The heat of fusion for water is 80cal/g. The specific heat of liquid water is 1.00cal/g. How many calories of heat are released when 20g of water at 30 degrees is cooled to 0 degrees and frozen to ice at 0 degrees?
q1 = heat released when cooled from 30 to zero C.
q1 = mass x specific heat x delta T.
q2 = heat released when water at zero C is frozen.
q2 = mass water x heat fusion.
total heat released is q1 + q2.
To find the total number of calories of heat released, we can break down the process into two steps:
Step 1: Cooling the water from 30°C to 0°C
Step 2: Freezing the water at 0°C to ice at 0°C
Let's calculate the heat released in each step:
Step 1: Cooling the water from 30°C to 0°C
To find the heat released during this step, we need to use the specific heat capacity formula:
Q = m * C * ΔT
where:
Q = heat (in calories)
m = mass of water (in grams)
C = specific heat capacity of water (in cal/g°C)

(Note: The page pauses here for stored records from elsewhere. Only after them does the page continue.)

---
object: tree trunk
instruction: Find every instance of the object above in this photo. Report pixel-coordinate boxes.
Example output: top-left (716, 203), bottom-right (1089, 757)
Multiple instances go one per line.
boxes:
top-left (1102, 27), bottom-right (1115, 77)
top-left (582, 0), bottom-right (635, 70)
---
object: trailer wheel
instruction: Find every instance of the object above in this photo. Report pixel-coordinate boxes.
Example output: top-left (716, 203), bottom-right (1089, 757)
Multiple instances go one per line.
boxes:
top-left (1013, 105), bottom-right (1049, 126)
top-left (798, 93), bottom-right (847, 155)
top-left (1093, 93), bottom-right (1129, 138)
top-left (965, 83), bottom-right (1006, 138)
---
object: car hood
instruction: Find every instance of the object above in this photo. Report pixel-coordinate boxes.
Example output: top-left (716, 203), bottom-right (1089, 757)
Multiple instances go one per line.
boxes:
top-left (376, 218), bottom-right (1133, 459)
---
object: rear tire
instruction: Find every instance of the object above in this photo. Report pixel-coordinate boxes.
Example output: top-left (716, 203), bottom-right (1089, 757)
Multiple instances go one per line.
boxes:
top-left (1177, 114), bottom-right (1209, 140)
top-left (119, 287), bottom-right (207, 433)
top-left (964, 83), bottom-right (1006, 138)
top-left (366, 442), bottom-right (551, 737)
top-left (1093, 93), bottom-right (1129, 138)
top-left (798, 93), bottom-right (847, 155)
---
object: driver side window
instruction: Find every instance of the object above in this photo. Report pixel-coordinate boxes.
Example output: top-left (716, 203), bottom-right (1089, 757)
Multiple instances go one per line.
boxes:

ΔT = change in temperature (in °C)
In this case:
m = 20g
C = 1.00 cal/g°C
ΔT = (0°C - 30°C) = -30°C
Q1 = (20g) * (1.00 cal/g°C) * (-30°C)
Since the water is cooling down, the heat is being released, so Q1 will be negative.
Q1 = -600 cal
Step 2: Freezing the water at 0°C to ice at 0°C
To find the heat released during this step, we need to use the heat of fusion formula:
Q = m * Hf
where:
Q = heat (in calories)
m = mass of water (in grams)
Hf = heat of fusion of water (in cal/g)
In this case:
m = 20g
Hf = 80 cal/g
Q2 = (20g) * (80 cal/g)
Q2 = 1600 cal
To find the total heat released, we add Q1 and Q2 together:
Total heat released = Q1 + Q2
Total heat released = -600 cal + 1600 cal
Total heat released = 1000 cal
Therefore, when 20g of water at 30 degrees is cooled to 0 degrees and frozen to ice at 0 degrees, the total amount of heat released is 1000 calories.